Life Insurance

Life insurance comes in two types; Term and Permanent.  Term is always called Term, but Permanent has many names such as Universal Life, Indexed Universal Life, Variable Universal Life, Whole Life and more.

Term insurance costs less. Permanent insurance costs more.

The “Term” in term life refers to the number of years the premiums are locked in, such as 10, 15, 20, 25 and 30.  At the end of the initial term, the premiums go up every year thereafter to age 95 or 100.

Term is a great value for young families when they need it most.  The coverage is high and the premiums are low, especially on a 10-year policy.  The challenge is that Term will age you out and could force you to look at purchasing a new policy.  For example, a 25-year old purchases a 20-year term policy, but at age 45 finds they still need life insurance.  The annual premium increase will be substantial and likely force you to shop for a new policy.  That is not where you want to find yourself, especially if your health has declined.  You will pay higher than normal rates, or may even be uninsurable.  In which case you will be stuck with your term policy because you have no other option.

We strongly recommend term insurance for young families.  But we strongly recommend you select wisely.  Make sure the term you select is long enough so you won’t age out of the policy while your family still needs the protection.

What is  a good amount of life insurance?  We like 20x the income of the person being insured.  With that amount of coverage, the life insurance money could be used to fund an investment or annuity that would replace the person’s income so the family can continue on without suffering financially.

But make no mistake. Some protection is better than no protection. Whatever amount you decide is up to you. We are here to help you get what you want, not tell you what you need.

For people in their 40’s and beyond we strongly recommend permanent insurance.  Here’s why.  A permanent policy taken out at age 45 and structured to age 100 will act much like a term policy because the premiums will be level like term insurance, but for the rest of your life. The premiums are higher than term for a good reason. The cost of insuring your life rises as you age, so the higher premiums paid in the early years of a permanent policy offset the higher cost of insurance in the later years of your life. You receive equal value in the long run for the premiums paid.

Beyond that, a nice feature of permanent policies is they build up a cash surrender value.  If you do not want to keep the policy to age 100, you can surrender it and get cash back.  The cash accrues earnings as well.  And there is another twist.
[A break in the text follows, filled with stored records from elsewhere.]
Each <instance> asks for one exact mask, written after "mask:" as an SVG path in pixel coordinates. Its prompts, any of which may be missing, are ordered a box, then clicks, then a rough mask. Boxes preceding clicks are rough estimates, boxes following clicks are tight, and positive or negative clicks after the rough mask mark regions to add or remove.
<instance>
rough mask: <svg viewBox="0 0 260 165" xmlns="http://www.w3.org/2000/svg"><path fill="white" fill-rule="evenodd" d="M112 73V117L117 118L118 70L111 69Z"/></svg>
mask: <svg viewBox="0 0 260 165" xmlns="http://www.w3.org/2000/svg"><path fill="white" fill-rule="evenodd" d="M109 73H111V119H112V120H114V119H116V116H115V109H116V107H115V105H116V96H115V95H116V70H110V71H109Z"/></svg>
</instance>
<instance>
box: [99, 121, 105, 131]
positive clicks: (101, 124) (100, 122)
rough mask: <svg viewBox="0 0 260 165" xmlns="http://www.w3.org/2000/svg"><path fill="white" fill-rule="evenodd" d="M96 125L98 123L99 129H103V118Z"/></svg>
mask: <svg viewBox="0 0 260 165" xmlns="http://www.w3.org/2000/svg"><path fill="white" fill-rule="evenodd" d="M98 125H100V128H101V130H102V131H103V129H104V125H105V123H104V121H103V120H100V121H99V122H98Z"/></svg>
You can structure a permanent policy to become “paid up” after a certain number of years.  That means you could pay in for a limited time such as 20 years, and the policy would have enough cash value to then make its own premium payments for the rest of your life.

That explains the basics of term and permanent insurance and how we feel which product makes the most sense for you.  Term works well when you are young and your needs are high. Permanent works well when you get beyond age 40 and other considerations take over, but knowing you have an out and can get money back if you desire.